Il predicatore gongola
“Salvini ministro della malavita”, i giudici graziano Saviano: critica legittima. Il vicepremier: lo querelerò ancora
+ Seguici su Google DiscoverÈ una frase un tantino maleducata ma non è diffamazione. Il tribunale di Roma ha assolto in primo grado Roberto Saviano che in più occasioni ha definito Matteo Salvini “ministro della malavita”. Non proprio un complimento ma neanche un reato. Se l’insulto plateale è rivolto a un esponente di centrodestra insomma per alcuni solerti giudici va tutto bene. È legittima espressione di critica politica. Dopo otto anni dai post velenosi all’indirizzo del leader leghista, all’epoca ministro dell’Interno, il predicatore anti-mafia per contratto è stato salvato. L’autore di Gomorra gongola. La sua difesa? Prendere a prestito Gaetano Salvemini, che usò il termine «malavita» contro Giolitti.
“Salvini ministro della malavita”, Saviano assolto dall’accusa di diffamazione
Prima della sentenza si è divertito a provocare via social. In una storia su Instagram pubblicata dall’aula di tribunale è tornato alla carica contro il vicepremier, un’ossessione. “Oggi processo Salvini, sono portato in aula da 8 anni dal vicepresidente del Consiglio (lo so è sempre straniante leggerlo ma Salvini è vicepresidente del Consiglio!!! Ci sarà sentenza. Difendo con assoluta fermezza la mia critica con strumento salveminiano ad uno dei peggiori dei politici italiani”. La strategia è sempre la stessa: parlare alla pancia dei follower con la bava alla bocca contro il governo e sperare in una reazione scomposta dell’avversario.

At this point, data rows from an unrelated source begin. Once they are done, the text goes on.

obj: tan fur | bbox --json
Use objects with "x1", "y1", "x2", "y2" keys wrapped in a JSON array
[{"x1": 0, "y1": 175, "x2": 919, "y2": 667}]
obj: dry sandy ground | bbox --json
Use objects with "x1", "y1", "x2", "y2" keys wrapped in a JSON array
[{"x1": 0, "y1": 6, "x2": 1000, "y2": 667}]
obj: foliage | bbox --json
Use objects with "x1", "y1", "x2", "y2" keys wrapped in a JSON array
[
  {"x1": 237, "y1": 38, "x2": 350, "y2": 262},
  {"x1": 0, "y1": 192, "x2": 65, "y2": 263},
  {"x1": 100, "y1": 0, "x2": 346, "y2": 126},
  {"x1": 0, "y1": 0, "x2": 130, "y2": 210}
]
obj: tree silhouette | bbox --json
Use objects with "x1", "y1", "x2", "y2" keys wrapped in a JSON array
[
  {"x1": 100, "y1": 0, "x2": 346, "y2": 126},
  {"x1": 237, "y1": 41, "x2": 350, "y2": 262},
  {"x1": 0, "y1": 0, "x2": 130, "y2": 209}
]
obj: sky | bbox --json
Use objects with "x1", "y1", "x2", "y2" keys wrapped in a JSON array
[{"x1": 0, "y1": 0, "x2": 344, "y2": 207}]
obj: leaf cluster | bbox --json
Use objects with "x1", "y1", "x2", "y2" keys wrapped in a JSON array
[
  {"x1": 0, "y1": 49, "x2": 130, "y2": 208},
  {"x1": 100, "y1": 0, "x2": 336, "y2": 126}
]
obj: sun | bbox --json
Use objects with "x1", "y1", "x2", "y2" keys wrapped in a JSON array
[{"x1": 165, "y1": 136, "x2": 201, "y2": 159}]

Nuove sparate del predicatore antimafia a gettone
Dopo la vittoria (assolto!, assolto! assolto!) gioca al racconto della fine di un incubo. E va giù pesante, sperando in una nuova causa legale da esibire come una medaglia. “Salvini per anni mi ha perseguitato letteralmente, facendo campagne elettorali su di me. Soprattutto, lo ricorderete, continuando a dichiarare che avrebbe tolto la mia scorta. Questa sentenza, ci dimostra che lui aveva preso in considerazione la possibilità di consegnarmi ai clan. Questa sentenza per me, soprattutto, va a sottolineare questo. Voglio dedicarla a chi mi ha difeso”. Poi la chicca finale: la dedica a Gaetano Salvemini. “Gli avrebbe fatto piacere di sentire che le sue parole mettono così tanta paura, ancora oggi, al potere”. In serata la replica del vicepremier. “Da ministro dell’Interno ho combattuto mafia, camorra e ’ndrangheta. Che ci siano giudici ideologicamente schierati mi sembra evidente. Posso stare antipatico, ma non puoi darmi del malavitoso. Querelerò di nuovo Saviano, magari troverò un altro giudice di sinistra che dirà che mi può dare del delinquente, del camorrista, del malavitoso”.